Similarly, we want to feel the same level of confidence with experts that mange other aspects of our lives, such as: financial advisors, certified public accounts, lawyers, electricians, auto mechanics, etc.  The organizations that oversee their professions must also ensure their credential holders have also passed minimum standards; may be required to recertify periodically through continuing education; and that if they break established standards of conduct, they can have their credentials suspended or revoked.
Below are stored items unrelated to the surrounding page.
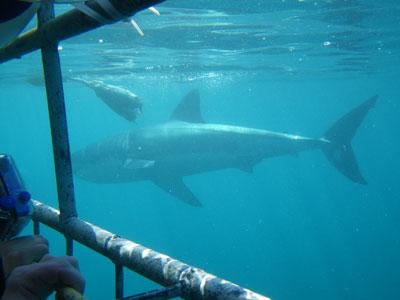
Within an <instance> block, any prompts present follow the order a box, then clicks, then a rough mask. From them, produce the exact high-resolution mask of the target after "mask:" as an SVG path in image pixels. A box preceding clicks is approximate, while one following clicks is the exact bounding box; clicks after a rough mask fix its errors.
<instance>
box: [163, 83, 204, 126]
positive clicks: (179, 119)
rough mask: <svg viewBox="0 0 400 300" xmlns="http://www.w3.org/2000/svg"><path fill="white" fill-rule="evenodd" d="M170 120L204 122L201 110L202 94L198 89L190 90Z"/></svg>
mask: <svg viewBox="0 0 400 300" xmlns="http://www.w3.org/2000/svg"><path fill="white" fill-rule="evenodd" d="M170 120H175V121H184V122H189V123H204V120H203V117H202V116H201V111H200V95H199V91H198V90H192V91H190V92H189V93H188V94H187V95H186V96H185V97H184V98H183V99H182V101H181V102H180V103H179V104H178V106H177V107H176V108H175V110H174V112H173V113H172V115H171V117H170Z"/></svg>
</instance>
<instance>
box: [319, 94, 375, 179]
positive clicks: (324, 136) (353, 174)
mask: <svg viewBox="0 0 400 300" xmlns="http://www.w3.org/2000/svg"><path fill="white" fill-rule="evenodd" d="M377 99H378V96H374V97H371V98H370V99H368V100H367V101H365V102H363V103H362V104H360V105H359V106H357V107H356V108H354V109H353V110H351V111H350V112H348V113H347V114H346V115H344V116H343V117H342V118H340V119H339V120H338V121H336V123H335V124H333V126H332V127H331V128H329V129H328V131H327V132H326V133H325V135H324V138H325V139H327V140H329V141H330V142H331V144H330V145H329V146H327V147H325V148H323V149H322V150H323V152H324V153H325V155H326V157H327V158H328V160H329V161H330V162H331V163H332V164H333V165H334V166H335V168H336V169H337V170H338V171H339V172H341V173H342V174H343V175H344V176H346V177H347V178H349V179H350V180H352V181H354V182H356V183H359V184H364V185H366V184H367V182H366V180H365V179H364V177H363V176H362V174H361V172H360V169H359V167H358V163H357V160H356V157H355V155H354V152H353V149H352V147H351V140H352V139H353V137H354V135H355V133H356V131H357V128H358V127H359V126H360V124H361V122H362V121H363V120H364V118H365V116H366V115H367V113H368V111H369V110H370V109H371V108H372V107H374V105H375V103H376V100H377Z"/></svg>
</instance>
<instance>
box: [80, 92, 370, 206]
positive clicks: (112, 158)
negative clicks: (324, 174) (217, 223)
mask: <svg viewBox="0 0 400 300" xmlns="http://www.w3.org/2000/svg"><path fill="white" fill-rule="evenodd" d="M377 98H378V97H377V96H374V97H372V98H370V99H368V100H367V101H365V102H364V103H362V104H360V105H359V106H357V107H356V108H354V109H353V110H351V111H350V112H349V113H347V114H346V115H344V116H343V117H342V118H340V119H339V120H338V121H337V122H336V123H334V124H333V126H332V127H331V128H330V129H328V131H326V132H325V134H324V136H323V137H322V138H309V137H304V136H298V135H293V134H287V133H281V132H273V131H267V130H261V129H253V128H247V127H239V126H231V125H224V124H208V123H205V122H204V121H203V118H202V116H201V113H200V98H199V93H198V91H197V90H195V91H191V92H190V93H189V94H188V95H187V96H186V97H185V98H184V99H183V100H182V101H181V103H180V104H179V105H178V106H177V108H176V109H175V111H174V112H173V113H172V115H171V117H170V120H169V121H168V122H166V123H164V124H161V125H158V126H154V127H145V128H139V129H133V130H130V131H128V132H126V133H123V134H121V135H118V136H115V137H111V138H109V139H106V140H105V141H101V142H98V143H96V144H92V145H90V146H88V147H86V148H85V149H83V150H80V151H78V152H76V153H74V154H73V156H72V161H73V169H74V173H75V174H76V175H77V176H78V177H81V178H83V179H85V180H88V181H92V182H97V183H118V182H131V181H142V180H150V181H152V182H153V183H154V184H156V185H157V186H158V187H160V188H161V189H163V190H164V191H166V192H167V193H169V194H171V195H173V196H175V197H176V198H177V199H179V200H182V201H184V202H186V203H188V204H190V205H192V206H201V203H200V202H199V200H198V199H197V198H196V196H195V195H194V194H193V193H192V192H191V191H190V189H189V188H188V187H187V186H186V185H185V183H184V182H183V180H182V177H184V176H188V175H193V174H198V173H203V172H208V171H213V170H220V169H226V168H234V169H239V170H243V171H245V172H252V170H253V167H254V166H255V165H256V164H257V163H259V162H260V161H261V160H263V159H266V158H270V157H276V156H281V155H287V154H291V155H293V154H296V153H298V152H301V151H305V150H312V149H321V150H322V151H323V153H324V154H325V155H326V157H327V158H328V160H329V161H330V162H331V163H332V164H333V166H334V167H335V168H336V169H337V170H338V171H339V172H340V173H342V174H343V175H344V176H346V177H347V178H348V179H350V180H352V181H354V182H356V183H359V184H366V181H365V179H364V178H363V176H362V175H361V172H360V170H359V167H358V164H357V161H356V158H355V155H354V153H353V150H352V147H351V140H352V138H353V136H354V134H355V133H356V130H357V128H358V127H359V125H360V124H361V122H362V121H363V119H364V117H365V116H366V114H367V112H368V111H369V110H370V109H371V108H372V107H373V106H374V105H375V103H376V100H377Z"/></svg>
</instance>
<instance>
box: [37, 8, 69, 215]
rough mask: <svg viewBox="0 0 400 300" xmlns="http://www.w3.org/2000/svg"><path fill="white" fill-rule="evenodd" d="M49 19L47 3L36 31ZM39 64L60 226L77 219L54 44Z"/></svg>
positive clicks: (60, 84)
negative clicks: (53, 164)
mask: <svg viewBox="0 0 400 300" xmlns="http://www.w3.org/2000/svg"><path fill="white" fill-rule="evenodd" d="M52 19H54V5H53V4H52V3H51V2H50V1H44V2H43V3H42V4H41V7H40V9H39V11H38V24H39V28H40V27H41V26H43V25H44V24H46V23H47V22H49V21H50V20H52ZM42 62H43V71H44V75H45V82H46V93H47V103H48V109H49V118H50V125H51V136H52V143H53V155H54V165H55V174H56V181H57V192H58V203H59V208H60V213H61V214H60V220H61V222H62V223H63V222H66V221H67V220H68V219H69V218H70V217H75V216H77V212H76V207H75V197H74V184H73V178H72V166H71V154H70V149H69V139H68V129H67V117H66V110H65V101H64V90H63V82H62V74H61V65H60V57H59V53H58V43H57V42H56V41H53V40H47V43H46V44H45V45H44V46H43V47H42Z"/></svg>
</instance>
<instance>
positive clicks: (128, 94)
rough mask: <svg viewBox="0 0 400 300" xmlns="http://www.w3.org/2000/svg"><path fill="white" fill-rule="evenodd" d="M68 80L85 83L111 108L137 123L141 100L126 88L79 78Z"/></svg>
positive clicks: (97, 80)
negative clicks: (137, 118)
mask: <svg viewBox="0 0 400 300" xmlns="http://www.w3.org/2000/svg"><path fill="white" fill-rule="evenodd" d="M68 80H69V81H76V82H80V83H83V84H84V85H86V86H87V87H89V88H91V89H92V90H93V91H94V92H95V93H96V95H97V97H99V98H100V99H101V100H102V101H103V102H104V103H105V104H106V105H107V106H108V107H109V108H111V109H112V110H113V111H114V112H116V113H117V114H119V115H120V116H121V117H123V118H124V119H126V120H128V121H130V122H133V121H135V120H136V118H137V116H138V115H139V114H140V113H141V111H142V102H141V100H140V98H139V97H138V96H137V95H136V94H134V93H132V92H131V91H129V90H127V89H125V88H122V87H120V86H116V85H111V84H106V83H104V82H103V81H101V80H86V79H83V78H78V77H70V78H68Z"/></svg>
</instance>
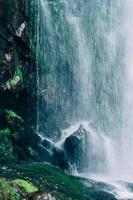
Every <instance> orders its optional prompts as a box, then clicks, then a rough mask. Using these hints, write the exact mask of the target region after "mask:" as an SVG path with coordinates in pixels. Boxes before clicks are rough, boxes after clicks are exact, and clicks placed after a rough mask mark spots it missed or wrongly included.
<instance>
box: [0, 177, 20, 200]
mask: <svg viewBox="0 0 133 200" xmlns="http://www.w3.org/2000/svg"><path fill="white" fill-rule="evenodd" d="M0 199H1V200H19V194H18V193H17V191H16V190H15V188H14V187H13V184H12V183H11V182H9V181H6V180H5V179H0Z"/></svg>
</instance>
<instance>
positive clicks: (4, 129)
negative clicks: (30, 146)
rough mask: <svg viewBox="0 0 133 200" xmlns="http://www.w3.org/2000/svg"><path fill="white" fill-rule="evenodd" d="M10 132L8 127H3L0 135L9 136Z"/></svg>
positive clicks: (9, 130)
mask: <svg viewBox="0 0 133 200" xmlns="http://www.w3.org/2000/svg"><path fill="white" fill-rule="evenodd" d="M10 134H11V131H10V129H9V128H5V129H3V130H1V131H0V135H1V136H6V137H8V136H10Z"/></svg>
I stated at the outset of this article my frustration with misconceptions about “credential” vs. “certificate.”  The most egregious error I see on a regular basis is when someone carries a certificate along with their other credentials on their professional profile. To someone with expertise in their credentialing niche, the error is easier to spot.  However, to a layperson, it’s an alphabet soup and they will assume the certificate acronyms comingled with other, real credentials are all based on equivalent standards. I honestly believe most “certificate” holders are unaware of their own professional gaff.

When we developed the Clinical Sleep Educator (CSE) certificate program, it was based on nomenclature widely understood by people in the profession and the term was well established.  In contrast, the BRPT chose to differentiate the new credential by assigning it the name Certification in Clinical Sleep Health (CCSH).  However, the term CSE had already taken a foothold in sleep medicine and certificate holders mistakenly added the CSE along with their RPSGT and/or other healthcare credentials. This confusion spilled over to employers as well. I recall cringing when I saw several job postings that included the phrase “prefer someone with CSE or CCSH credential.”  As you can imagine, the BRPT has been trying to educate our credential holders about the very important distinctions between the two!